In other words, Xbox is aiming to be more inclusive by having less of a focus on console-exclusive games. The company doesn't want to keep people from sharing in similar experiences, which is kind of an exciting prospect. The system is expected to still have plenty of exclusives, but these games aren't specifically poised to be the console's main selling points.

Spencer also made it clear to gamers that purchasing the Xbox One version of a game wouldn't necessarily result in a lesser experience when compared to the Series X version. This is an important distinction. According to Spencer, the advancements from next-gen consoles are great and all, but they're not the main focus. 

"We should applaud load times and fidelity of scenes and framerate and input latency, and all of these things that we've focused on with the next generation," Spencer explained. "But that should not exclude people from being able to play."

This really seems to line up with what we've already seen from the Xbox camp, really hammering home the biggest difference between the goals of Xbox and PlayStation. So much of PlayStation's marketing has been built around what new games will be available for the system, as well as what kinds of exclusives will be made available to those who make the jump to the PS5. Even games that have been successful through multiple console generations, like Grand Theft Auto 5, will be receiving new content that only PlayStation 5 gamers will have access to. Everything about the PS5's marketing seems built around getting folks to make the upgrade as soon as humanly possible.

This stands in stark contrast to the Xbox business model. Rather than looking at the next console generation as a complete departure from what came before, the Xbox Series X is poised to build off of previous generations. The Xbox Series X is set to be backwards compatible with thousands of games right from launch. Microsoft is also working to ensure that any games purchased for the current generation will be made available for gamers through Smart Delivery when they make the upgrade to the Series X. Not only that, but Xbox is encouraging publishers to offer these upgrades for free. This ensures that customers aren't feeling rushed to jump to the next console, nor are they less likely to buy a current game because they're holding out to play it on the next-gen system.

That's not to say that the Xbox Series X won't have some sweet games, like the highly anticipated Halo Infinite. However, Sony simply seems to be placing a heavier emphasis on exclusives, with titles like Spider-Man: Miles Morales and Horizon: Forbidden West only coming to Sony's next-gen machine. The larger showing of PlayStation 5 titles led to Inverse calling Sony the "clear winner" on the exclusives front.

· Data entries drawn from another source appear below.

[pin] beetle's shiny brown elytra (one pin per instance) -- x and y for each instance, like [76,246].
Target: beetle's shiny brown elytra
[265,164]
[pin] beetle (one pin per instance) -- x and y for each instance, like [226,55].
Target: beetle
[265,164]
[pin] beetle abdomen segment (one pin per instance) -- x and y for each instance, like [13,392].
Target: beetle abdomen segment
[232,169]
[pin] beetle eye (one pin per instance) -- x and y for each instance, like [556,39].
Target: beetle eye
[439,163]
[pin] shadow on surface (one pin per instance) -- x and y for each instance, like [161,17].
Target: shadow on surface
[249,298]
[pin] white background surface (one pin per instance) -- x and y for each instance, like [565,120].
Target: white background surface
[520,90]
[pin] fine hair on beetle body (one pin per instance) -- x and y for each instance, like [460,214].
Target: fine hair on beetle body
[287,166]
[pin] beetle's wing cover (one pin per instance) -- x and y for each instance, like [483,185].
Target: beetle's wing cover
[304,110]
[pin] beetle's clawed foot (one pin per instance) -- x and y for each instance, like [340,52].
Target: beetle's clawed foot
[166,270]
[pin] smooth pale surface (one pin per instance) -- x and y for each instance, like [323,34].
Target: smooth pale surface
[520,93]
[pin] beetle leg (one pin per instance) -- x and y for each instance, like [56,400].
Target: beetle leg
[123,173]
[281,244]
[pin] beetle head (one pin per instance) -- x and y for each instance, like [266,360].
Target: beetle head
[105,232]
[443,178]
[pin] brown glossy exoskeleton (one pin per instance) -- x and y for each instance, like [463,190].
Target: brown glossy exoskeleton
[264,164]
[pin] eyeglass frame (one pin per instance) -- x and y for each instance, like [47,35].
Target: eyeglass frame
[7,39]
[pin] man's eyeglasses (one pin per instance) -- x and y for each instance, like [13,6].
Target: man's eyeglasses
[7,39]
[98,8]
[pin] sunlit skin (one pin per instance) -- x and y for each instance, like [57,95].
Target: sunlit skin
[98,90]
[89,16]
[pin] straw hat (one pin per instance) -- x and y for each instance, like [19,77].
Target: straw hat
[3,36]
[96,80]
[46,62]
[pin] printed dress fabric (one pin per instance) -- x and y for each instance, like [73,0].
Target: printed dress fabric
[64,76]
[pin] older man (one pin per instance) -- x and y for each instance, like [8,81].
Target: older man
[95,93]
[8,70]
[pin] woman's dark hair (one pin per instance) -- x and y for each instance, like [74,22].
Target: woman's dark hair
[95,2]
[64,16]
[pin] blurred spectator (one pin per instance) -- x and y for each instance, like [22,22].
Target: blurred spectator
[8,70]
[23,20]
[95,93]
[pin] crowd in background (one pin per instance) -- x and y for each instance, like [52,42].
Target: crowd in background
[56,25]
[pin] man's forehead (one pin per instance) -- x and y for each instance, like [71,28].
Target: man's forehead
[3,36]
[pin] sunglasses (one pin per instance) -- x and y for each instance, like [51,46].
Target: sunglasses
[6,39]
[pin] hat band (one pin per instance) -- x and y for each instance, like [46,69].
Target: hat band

On the other side of that coin, the plan is to make the Xbox a platform where people can come to it when they're ready, rather than making it feel like an obligation. In other words, Microsoft is viewing the Xbox Series X as an upgrade, but not a necessity. The goal here is to make sure that players don't feel like they're missing out too much if they don't make the jump right away.

Granted, this plan may lead to the Xbox Series X having lower sales, particularly at launch. However, if it all leads to a much more inclusive gaming ecosystem for Xbox fans, then it seems that's a trade-off Microsoft is very willing to make.

In fact, this truly seems to echo Spencer's statements from last month, in which he explained that the Xbox brand is more than just one console. In response to concerns over recent economic hardships, Spencer explained that Xbox's main priority was giving players plenty of choice. 

As Spencer said at the time, "Our strategy does not revolve around how many Xboxes I sell this year."